Das Wesen des modernen Antizionismus macht jedoch noch viel mehr aus. Hier kommt es regelrecht zu einer diskursiven Explosion. Unter der Oberfläche brodelt es gewaltig: eine undurchsichtige Masse aus Erinnerungsabwehr und Schuldumkehr, Antiimperialismus, Nationalismus, Antikapitalismus, Antiamerikanismus, Antiuniversalismus, Antimodernismus und klassischem Antisemitismus geht immer neue Formationen ein. Mit der Gründung des Staates Israel transformierte sich die Judenfrage ins Internationale. Der Antisemitismus kann das Objekt seiner Obsession nun auf der Landkarte verorten.

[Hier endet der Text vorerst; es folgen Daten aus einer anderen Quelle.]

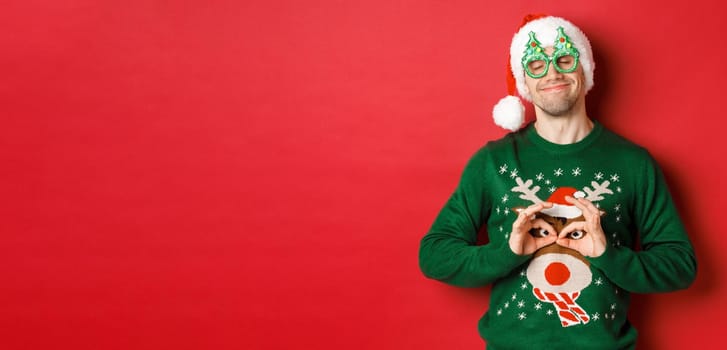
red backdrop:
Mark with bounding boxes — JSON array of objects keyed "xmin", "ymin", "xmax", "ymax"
[{"xmin": 0, "ymin": 0, "xmax": 727, "ymax": 349}]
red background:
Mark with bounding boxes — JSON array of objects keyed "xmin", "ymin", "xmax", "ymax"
[{"xmin": 0, "ymin": 0, "xmax": 727, "ymax": 349}]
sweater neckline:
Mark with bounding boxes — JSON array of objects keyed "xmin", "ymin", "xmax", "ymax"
[{"xmin": 526, "ymin": 120, "xmax": 603, "ymax": 154}]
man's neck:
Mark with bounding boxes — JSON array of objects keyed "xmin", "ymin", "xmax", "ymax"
[{"xmin": 535, "ymin": 113, "xmax": 593, "ymax": 145}]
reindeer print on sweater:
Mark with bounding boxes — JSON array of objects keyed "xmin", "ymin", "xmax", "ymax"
[{"xmin": 495, "ymin": 165, "xmax": 621, "ymax": 327}]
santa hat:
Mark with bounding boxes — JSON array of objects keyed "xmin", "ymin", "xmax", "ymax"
[
  {"xmin": 492, "ymin": 15, "xmax": 596, "ymax": 131},
  {"xmin": 541, "ymin": 187, "xmax": 586, "ymax": 219}
]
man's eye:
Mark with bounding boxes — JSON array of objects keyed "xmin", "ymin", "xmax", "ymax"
[
  {"xmin": 530, "ymin": 228, "xmax": 548, "ymax": 238},
  {"xmin": 568, "ymin": 230, "xmax": 586, "ymax": 240}
]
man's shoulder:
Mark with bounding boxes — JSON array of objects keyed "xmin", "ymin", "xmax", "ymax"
[{"xmin": 601, "ymin": 127, "xmax": 648, "ymax": 153}]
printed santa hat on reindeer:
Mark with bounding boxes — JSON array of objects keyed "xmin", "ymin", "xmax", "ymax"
[{"xmin": 541, "ymin": 187, "xmax": 586, "ymax": 219}]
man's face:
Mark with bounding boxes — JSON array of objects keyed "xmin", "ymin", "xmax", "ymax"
[{"xmin": 525, "ymin": 47, "xmax": 585, "ymax": 116}]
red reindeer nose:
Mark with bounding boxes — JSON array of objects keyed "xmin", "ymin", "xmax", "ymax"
[{"xmin": 545, "ymin": 262, "xmax": 570, "ymax": 286}]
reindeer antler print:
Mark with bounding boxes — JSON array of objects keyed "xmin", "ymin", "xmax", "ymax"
[
  {"xmin": 583, "ymin": 180, "xmax": 613, "ymax": 202},
  {"xmin": 511, "ymin": 177, "xmax": 544, "ymax": 204}
]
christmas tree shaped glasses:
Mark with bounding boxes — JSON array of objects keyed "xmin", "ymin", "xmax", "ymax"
[{"xmin": 522, "ymin": 27, "xmax": 578, "ymax": 79}]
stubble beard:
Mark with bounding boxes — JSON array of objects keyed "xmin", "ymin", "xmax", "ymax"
[
  {"xmin": 535, "ymin": 96, "xmax": 578, "ymax": 117},
  {"xmin": 534, "ymin": 79, "xmax": 578, "ymax": 117}
]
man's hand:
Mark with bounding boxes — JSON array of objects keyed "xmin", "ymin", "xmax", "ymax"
[
  {"xmin": 508, "ymin": 202, "xmax": 558, "ymax": 255},
  {"xmin": 556, "ymin": 196, "xmax": 606, "ymax": 258}
]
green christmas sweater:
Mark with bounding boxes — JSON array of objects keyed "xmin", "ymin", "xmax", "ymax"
[{"xmin": 419, "ymin": 122, "xmax": 696, "ymax": 350}]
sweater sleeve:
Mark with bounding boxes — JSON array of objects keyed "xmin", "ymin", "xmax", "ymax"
[
  {"xmin": 589, "ymin": 156, "xmax": 697, "ymax": 293},
  {"xmin": 419, "ymin": 148, "xmax": 529, "ymax": 287}
]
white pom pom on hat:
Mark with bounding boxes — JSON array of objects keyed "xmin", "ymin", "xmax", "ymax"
[{"xmin": 492, "ymin": 14, "xmax": 595, "ymax": 131}]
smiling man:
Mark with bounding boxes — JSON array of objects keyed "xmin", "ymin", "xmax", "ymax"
[{"xmin": 419, "ymin": 16, "xmax": 696, "ymax": 350}]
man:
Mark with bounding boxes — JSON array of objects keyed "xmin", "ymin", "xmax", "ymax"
[{"xmin": 419, "ymin": 17, "xmax": 696, "ymax": 350}]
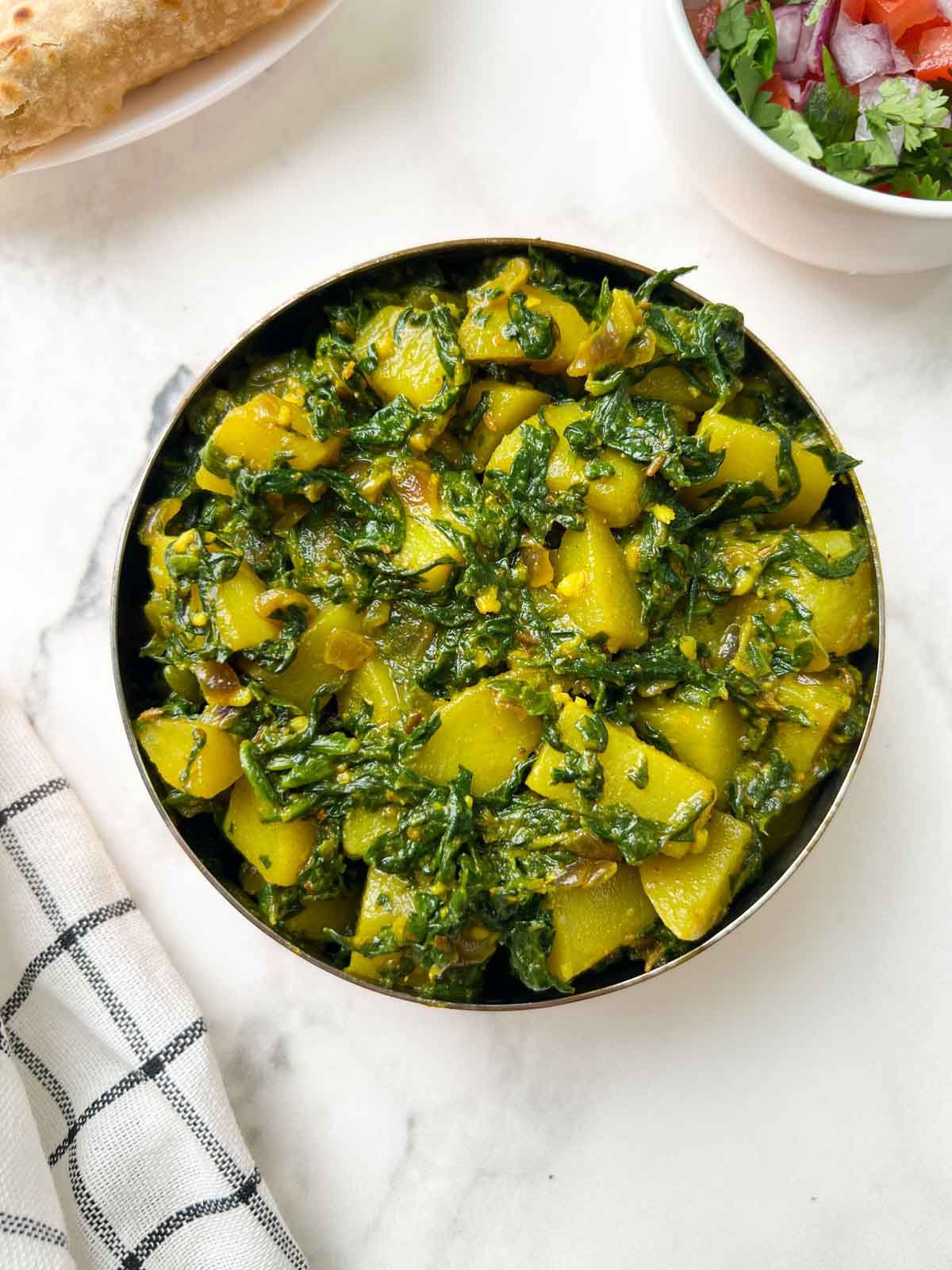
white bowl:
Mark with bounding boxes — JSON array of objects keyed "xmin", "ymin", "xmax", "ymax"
[{"xmin": 643, "ymin": 0, "xmax": 952, "ymax": 273}]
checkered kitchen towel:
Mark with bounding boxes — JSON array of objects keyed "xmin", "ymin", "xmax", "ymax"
[{"xmin": 0, "ymin": 701, "xmax": 307, "ymax": 1270}]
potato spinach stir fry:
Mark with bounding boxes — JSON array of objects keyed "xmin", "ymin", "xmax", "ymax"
[{"xmin": 136, "ymin": 252, "xmax": 874, "ymax": 1001}]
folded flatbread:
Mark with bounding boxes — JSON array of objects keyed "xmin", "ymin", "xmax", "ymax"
[{"xmin": 0, "ymin": 0, "xmax": 305, "ymax": 173}]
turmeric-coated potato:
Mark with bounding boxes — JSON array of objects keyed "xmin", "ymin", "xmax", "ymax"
[
  {"xmin": 338, "ymin": 656, "xmax": 402, "ymax": 726},
  {"xmin": 486, "ymin": 402, "xmax": 645, "ymax": 529},
  {"xmin": 281, "ymin": 895, "xmax": 357, "ymax": 944},
  {"xmin": 413, "ymin": 679, "xmax": 542, "ymax": 795},
  {"xmin": 459, "ymin": 256, "xmax": 589, "ymax": 375},
  {"xmin": 760, "ymin": 529, "xmax": 876, "ymax": 656},
  {"xmin": 244, "ymin": 605, "xmax": 364, "ymax": 711},
  {"xmin": 681, "ymin": 410, "xmax": 833, "ymax": 525},
  {"xmin": 465, "ymin": 379, "xmax": 550, "ymax": 471},
  {"xmin": 556, "ymin": 512, "xmax": 647, "ymax": 652},
  {"xmin": 525, "ymin": 700, "xmax": 717, "ymax": 853},
  {"xmin": 203, "ymin": 392, "xmax": 343, "ymax": 475},
  {"xmin": 224, "ymin": 776, "xmax": 319, "ymax": 887},
  {"xmin": 354, "ymin": 305, "xmax": 446, "ymax": 406},
  {"xmin": 547, "ymin": 864, "xmax": 658, "ymax": 980},
  {"xmin": 632, "ymin": 696, "xmax": 744, "ymax": 805},
  {"xmin": 212, "ymin": 560, "xmax": 281, "ymax": 652},
  {"xmin": 136, "ymin": 710, "xmax": 241, "ymax": 798},
  {"xmin": 639, "ymin": 811, "xmax": 754, "ymax": 940}
]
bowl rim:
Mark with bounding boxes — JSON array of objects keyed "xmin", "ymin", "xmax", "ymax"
[
  {"xmin": 664, "ymin": 0, "xmax": 952, "ymax": 221},
  {"xmin": 109, "ymin": 236, "xmax": 886, "ymax": 1014}
]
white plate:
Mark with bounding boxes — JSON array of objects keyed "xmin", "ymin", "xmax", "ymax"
[{"xmin": 15, "ymin": 0, "xmax": 340, "ymax": 171}]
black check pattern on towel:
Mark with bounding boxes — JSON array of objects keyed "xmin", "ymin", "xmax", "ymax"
[
  {"xmin": 0, "ymin": 1213, "xmax": 70, "ymax": 1249},
  {"xmin": 0, "ymin": 776, "xmax": 307, "ymax": 1270}
]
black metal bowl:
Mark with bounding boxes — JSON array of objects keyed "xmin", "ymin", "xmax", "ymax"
[{"xmin": 112, "ymin": 239, "xmax": 884, "ymax": 1010}]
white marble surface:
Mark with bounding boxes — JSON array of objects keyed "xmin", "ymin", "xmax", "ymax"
[{"xmin": 0, "ymin": 0, "xmax": 952, "ymax": 1270}]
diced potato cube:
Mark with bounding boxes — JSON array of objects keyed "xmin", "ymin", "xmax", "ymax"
[
  {"xmin": 411, "ymin": 679, "xmax": 542, "ymax": 796},
  {"xmin": 770, "ymin": 675, "xmax": 853, "ymax": 789},
  {"xmin": 224, "ymin": 776, "xmax": 319, "ymax": 887},
  {"xmin": 635, "ymin": 697, "xmax": 744, "ymax": 805},
  {"xmin": 466, "ymin": 379, "xmax": 550, "ymax": 471},
  {"xmin": 136, "ymin": 710, "xmax": 241, "ymax": 798},
  {"xmin": 459, "ymin": 256, "xmax": 589, "ymax": 375},
  {"xmin": 338, "ymin": 656, "xmax": 402, "ymax": 725},
  {"xmin": 212, "ymin": 560, "xmax": 281, "ymax": 652},
  {"xmin": 547, "ymin": 865, "xmax": 658, "ymax": 980},
  {"xmin": 486, "ymin": 402, "xmax": 645, "ymax": 529},
  {"xmin": 347, "ymin": 868, "xmax": 497, "ymax": 988},
  {"xmin": 281, "ymin": 895, "xmax": 357, "ymax": 944},
  {"xmin": 195, "ymin": 465, "xmax": 235, "ymax": 498},
  {"xmin": 148, "ymin": 533, "xmax": 175, "ymax": 595},
  {"xmin": 542, "ymin": 402, "xmax": 645, "ymax": 529},
  {"xmin": 138, "ymin": 498, "xmax": 182, "ymax": 595},
  {"xmin": 556, "ymin": 510, "xmax": 647, "ymax": 652},
  {"xmin": 205, "ymin": 392, "xmax": 343, "ymax": 471},
  {"xmin": 390, "ymin": 516, "xmax": 463, "ymax": 591},
  {"xmin": 639, "ymin": 811, "xmax": 753, "ymax": 940},
  {"xmin": 343, "ymin": 802, "xmax": 400, "ymax": 860},
  {"xmin": 525, "ymin": 700, "xmax": 717, "ymax": 849},
  {"xmin": 347, "ymin": 868, "xmax": 425, "ymax": 982},
  {"xmin": 354, "ymin": 305, "xmax": 446, "ymax": 406},
  {"xmin": 762, "ymin": 529, "xmax": 876, "ymax": 656},
  {"xmin": 681, "ymin": 410, "xmax": 833, "ymax": 525},
  {"xmin": 566, "ymin": 290, "xmax": 655, "ymax": 376},
  {"xmin": 243, "ymin": 605, "xmax": 363, "ymax": 711},
  {"xmin": 635, "ymin": 366, "xmax": 715, "ymax": 410}
]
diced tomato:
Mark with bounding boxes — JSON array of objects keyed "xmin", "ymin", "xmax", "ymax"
[
  {"xmin": 760, "ymin": 71, "xmax": 791, "ymax": 110},
  {"xmin": 896, "ymin": 17, "xmax": 948, "ymax": 61},
  {"xmin": 866, "ymin": 0, "xmax": 939, "ymax": 43},
  {"xmin": 688, "ymin": 0, "xmax": 721, "ymax": 57},
  {"xmin": 914, "ymin": 25, "xmax": 952, "ymax": 80}
]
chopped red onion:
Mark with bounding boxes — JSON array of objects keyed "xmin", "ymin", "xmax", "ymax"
[
  {"xmin": 804, "ymin": 0, "xmax": 840, "ymax": 76},
  {"xmin": 830, "ymin": 13, "xmax": 909, "ymax": 84},
  {"xmin": 773, "ymin": 0, "xmax": 840, "ymax": 80},
  {"xmin": 773, "ymin": 0, "xmax": 807, "ymax": 66}
]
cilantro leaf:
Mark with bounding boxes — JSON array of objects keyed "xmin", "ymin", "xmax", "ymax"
[
  {"xmin": 715, "ymin": 0, "xmax": 751, "ymax": 53},
  {"xmin": 751, "ymin": 93, "xmax": 823, "ymax": 163},
  {"xmin": 713, "ymin": 0, "xmax": 777, "ymax": 114},
  {"xmin": 804, "ymin": 48, "xmax": 859, "ymax": 146},
  {"xmin": 804, "ymin": 0, "xmax": 831, "ymax": 27},
  {"xmin": 866, "ymin": 79, "xmax": 948, "ymax": 150}
]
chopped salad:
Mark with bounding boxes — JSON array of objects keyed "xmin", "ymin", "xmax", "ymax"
[{"xmin": 685, "ymin": 0, "xmax": 952, "ymax": 199}]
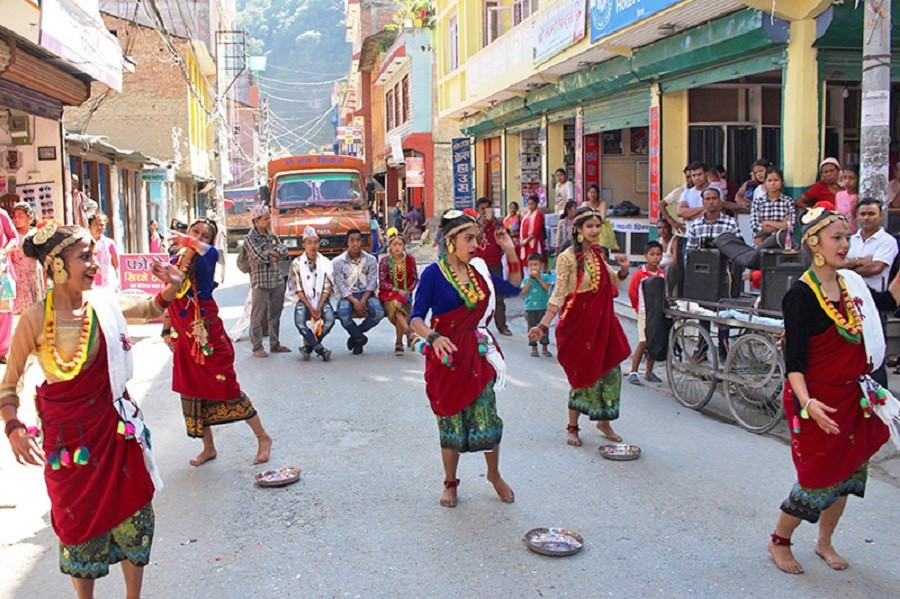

Andererseits haben sich die einzelnen Elemente, die sich – wie oben ausgeführt – nicht zwangsläufig zu einem geschlossenen Ressentiment verhärten müssen, flexibilisiert und globalisiert. Dabei lässt die Tatsache, dass der palästinensisch- israelische Konflikt oftmals eben nicht von Israelis, sondern von einem „Judenkollektiv“ geführt wird, tief blicken.

Diese Bilder vom „Juden“ „geben […] sich als Imprägnierungen einer dem eigentlichen Konflikt außen vor stehenden, aber doch auf den Konflikt einwirkenden historischen Tiefenwirkung zu erkennen. Nicht die von palästinensischer Seite Israel entgegengebrachte Ablehnung ist das Enigma, sondern die beklemmenden, zutiefst antisemitierenden bis antisemitischen Bilder und Metaphern, mit denen die ohnehin dramatischen Vorgänge des Konflikts weiter belastet werden.“ (Diner: 2004) Es soll also von dem unbestreitbaren Unrecht eines Sabra oder Shatila ’82 – um gleich einen diskursiven Dauerbrenner zu nennen- abstrahiert und der Blick auf eine Metaebene gerichtet werden, in der diese Ereignisse dann weiterleben. In den eingangs angeführten Ausschreitungen auf Solidaritätsbekundungen mit dem palästinensischen Volk findet sich sodann der erste manifeste (sic!)Antisemitismus, der glaubhaft machen will, dass er nicht antisemitisch ist.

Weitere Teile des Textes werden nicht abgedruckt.